Литмир - Электронная Библиотека
Содержание  
A
A

Перекрестившись, врачиха запихала внутрь влагалища штуковину вроде железного рожка для обуви, просунула руку и начала тянуть и резать нитки, глубоко погрузившиеся в живые ткани.

А схватки ускорялись. Адская боль, помноженная на адскую боль и еще раз на боль, дает полное обезболивание...

На полу окровавленные веревки от швов, тех, что по Широдкару... чтоб его к ядреной фене!..

Головка, плечики... Сморщенная и синюшная живая пружина рванула изо всех сил на волю, прочь из сжатой матки, из русла крови, забитого успокоительными!

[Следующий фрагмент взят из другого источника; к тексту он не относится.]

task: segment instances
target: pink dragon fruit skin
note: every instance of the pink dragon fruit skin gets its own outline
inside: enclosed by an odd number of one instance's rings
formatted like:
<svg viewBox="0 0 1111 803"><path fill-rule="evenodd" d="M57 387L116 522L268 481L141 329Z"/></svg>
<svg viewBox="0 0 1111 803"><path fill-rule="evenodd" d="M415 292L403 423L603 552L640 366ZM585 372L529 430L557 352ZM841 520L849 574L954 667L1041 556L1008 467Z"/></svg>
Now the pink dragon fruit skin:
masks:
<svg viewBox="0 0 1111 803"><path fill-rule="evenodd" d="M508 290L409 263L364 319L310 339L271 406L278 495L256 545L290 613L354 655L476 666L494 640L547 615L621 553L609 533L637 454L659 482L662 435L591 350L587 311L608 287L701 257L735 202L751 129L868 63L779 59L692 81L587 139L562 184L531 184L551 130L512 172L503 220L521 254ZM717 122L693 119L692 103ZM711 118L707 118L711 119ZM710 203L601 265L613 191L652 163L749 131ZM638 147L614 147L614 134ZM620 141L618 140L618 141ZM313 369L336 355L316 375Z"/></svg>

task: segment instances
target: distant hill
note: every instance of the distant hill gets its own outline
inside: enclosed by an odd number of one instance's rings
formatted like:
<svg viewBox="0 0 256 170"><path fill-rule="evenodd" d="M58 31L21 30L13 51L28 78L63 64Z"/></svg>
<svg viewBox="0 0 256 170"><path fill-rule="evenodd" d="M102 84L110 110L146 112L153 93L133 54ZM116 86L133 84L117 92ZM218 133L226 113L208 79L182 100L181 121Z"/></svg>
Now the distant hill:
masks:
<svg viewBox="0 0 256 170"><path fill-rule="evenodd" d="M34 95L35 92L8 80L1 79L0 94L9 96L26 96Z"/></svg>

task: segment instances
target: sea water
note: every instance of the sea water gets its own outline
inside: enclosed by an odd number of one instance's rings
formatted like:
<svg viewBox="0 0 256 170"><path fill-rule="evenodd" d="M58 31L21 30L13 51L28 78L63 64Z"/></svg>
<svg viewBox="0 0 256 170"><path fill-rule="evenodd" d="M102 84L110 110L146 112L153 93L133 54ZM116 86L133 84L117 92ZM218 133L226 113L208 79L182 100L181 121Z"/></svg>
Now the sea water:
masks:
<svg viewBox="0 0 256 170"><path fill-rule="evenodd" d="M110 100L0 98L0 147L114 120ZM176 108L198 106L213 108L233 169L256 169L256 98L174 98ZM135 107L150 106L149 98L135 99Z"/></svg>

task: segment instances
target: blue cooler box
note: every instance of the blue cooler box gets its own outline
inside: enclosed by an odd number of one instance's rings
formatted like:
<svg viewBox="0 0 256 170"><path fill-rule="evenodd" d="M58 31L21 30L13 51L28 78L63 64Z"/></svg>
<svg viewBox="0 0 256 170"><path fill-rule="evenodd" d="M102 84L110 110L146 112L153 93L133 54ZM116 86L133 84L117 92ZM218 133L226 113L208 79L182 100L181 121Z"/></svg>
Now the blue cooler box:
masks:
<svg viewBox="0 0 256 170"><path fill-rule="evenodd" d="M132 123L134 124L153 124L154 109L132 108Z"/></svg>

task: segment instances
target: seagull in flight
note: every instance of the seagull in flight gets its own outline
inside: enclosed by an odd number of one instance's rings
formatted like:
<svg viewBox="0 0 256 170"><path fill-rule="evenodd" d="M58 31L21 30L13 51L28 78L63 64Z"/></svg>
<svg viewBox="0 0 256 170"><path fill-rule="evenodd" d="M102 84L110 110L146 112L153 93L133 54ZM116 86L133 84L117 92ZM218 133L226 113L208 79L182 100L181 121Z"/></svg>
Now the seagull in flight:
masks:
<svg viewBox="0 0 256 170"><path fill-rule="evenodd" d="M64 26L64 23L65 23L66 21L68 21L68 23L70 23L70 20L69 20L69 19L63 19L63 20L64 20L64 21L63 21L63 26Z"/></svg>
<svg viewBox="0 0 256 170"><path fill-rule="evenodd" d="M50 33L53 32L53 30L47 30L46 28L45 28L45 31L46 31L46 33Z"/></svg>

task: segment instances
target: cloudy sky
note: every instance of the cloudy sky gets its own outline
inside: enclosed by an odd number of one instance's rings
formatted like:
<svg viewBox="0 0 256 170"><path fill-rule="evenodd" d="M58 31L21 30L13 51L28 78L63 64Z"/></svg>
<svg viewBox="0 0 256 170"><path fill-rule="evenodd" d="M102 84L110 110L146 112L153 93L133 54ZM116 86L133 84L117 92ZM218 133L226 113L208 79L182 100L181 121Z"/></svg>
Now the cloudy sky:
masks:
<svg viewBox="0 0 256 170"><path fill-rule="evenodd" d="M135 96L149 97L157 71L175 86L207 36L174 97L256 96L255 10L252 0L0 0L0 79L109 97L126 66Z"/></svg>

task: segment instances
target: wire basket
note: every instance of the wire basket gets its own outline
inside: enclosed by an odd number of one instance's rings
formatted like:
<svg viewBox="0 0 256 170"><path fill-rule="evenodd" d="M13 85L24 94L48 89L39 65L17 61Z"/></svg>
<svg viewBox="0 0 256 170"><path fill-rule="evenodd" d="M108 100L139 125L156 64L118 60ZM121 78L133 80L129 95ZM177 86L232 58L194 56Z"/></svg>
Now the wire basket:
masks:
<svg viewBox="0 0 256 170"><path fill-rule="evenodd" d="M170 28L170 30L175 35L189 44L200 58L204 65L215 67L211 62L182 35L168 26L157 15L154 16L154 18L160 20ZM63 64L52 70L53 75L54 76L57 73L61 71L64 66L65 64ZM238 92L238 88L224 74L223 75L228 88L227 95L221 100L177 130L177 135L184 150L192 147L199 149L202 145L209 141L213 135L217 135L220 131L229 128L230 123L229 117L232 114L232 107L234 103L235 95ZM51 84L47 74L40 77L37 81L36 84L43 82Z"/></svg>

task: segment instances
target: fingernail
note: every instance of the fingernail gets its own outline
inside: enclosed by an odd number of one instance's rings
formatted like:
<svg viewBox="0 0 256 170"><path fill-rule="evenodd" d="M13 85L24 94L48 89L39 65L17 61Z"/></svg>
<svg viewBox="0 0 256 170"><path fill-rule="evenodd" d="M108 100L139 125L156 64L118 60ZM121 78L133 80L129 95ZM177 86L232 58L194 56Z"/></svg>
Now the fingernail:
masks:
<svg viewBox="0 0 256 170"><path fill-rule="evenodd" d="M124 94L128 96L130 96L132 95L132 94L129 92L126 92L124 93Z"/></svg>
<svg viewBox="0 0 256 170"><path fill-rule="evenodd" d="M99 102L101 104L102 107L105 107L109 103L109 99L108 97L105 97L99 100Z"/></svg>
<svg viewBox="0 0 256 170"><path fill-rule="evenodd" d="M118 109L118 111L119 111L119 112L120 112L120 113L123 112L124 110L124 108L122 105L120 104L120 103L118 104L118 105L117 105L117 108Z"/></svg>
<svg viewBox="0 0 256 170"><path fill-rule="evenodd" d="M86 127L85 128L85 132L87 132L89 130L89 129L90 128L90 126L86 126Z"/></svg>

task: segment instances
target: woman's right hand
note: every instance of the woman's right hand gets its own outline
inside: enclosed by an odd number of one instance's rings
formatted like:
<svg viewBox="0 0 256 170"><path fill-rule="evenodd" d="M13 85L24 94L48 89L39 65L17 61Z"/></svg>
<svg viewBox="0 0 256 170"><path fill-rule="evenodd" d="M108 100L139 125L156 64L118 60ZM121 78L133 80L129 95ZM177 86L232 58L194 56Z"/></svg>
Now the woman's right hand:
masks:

Крикливую новорожденную показали мамаше, взвесили, измерили и тут же унесли. Врач долго рассматривала крупный дольчатый послед, затем убрала таз с кровью и стала раскладывать нитки для штопки разрывов шейки и промежности.

В родильном зале воцарилась тишина.

Слева от Симы беззаботно «стекало» в таз еще одно отрожавшее тело – помоложе и покрасивее.

Зашивали опять наживую, но Сима не чувствовала боли, находясь под наркозом счастья.

Вскоре подкатили две грохочущие каталки – под Серафиму и под ее соседку. Акушерки перевалили женщин на рыжие холодные клеенки, прикрыли одеялами и, выставив в коридор, пошли искать места в палатах.

Лежа на железной тачке в тусклом коридоре, Серафима понимала, что только что в этих стенах сотворилось чудо и ничего чудеснее быть не может! Слезы радости вспухли, забулькали в груди и вырвались наружу жгучими потоками лавы. Исполнилось – дочка! Роженица рыдала и тряслась крупной дрожью, так что подскакивала положенная на низ живота грелка со льдом.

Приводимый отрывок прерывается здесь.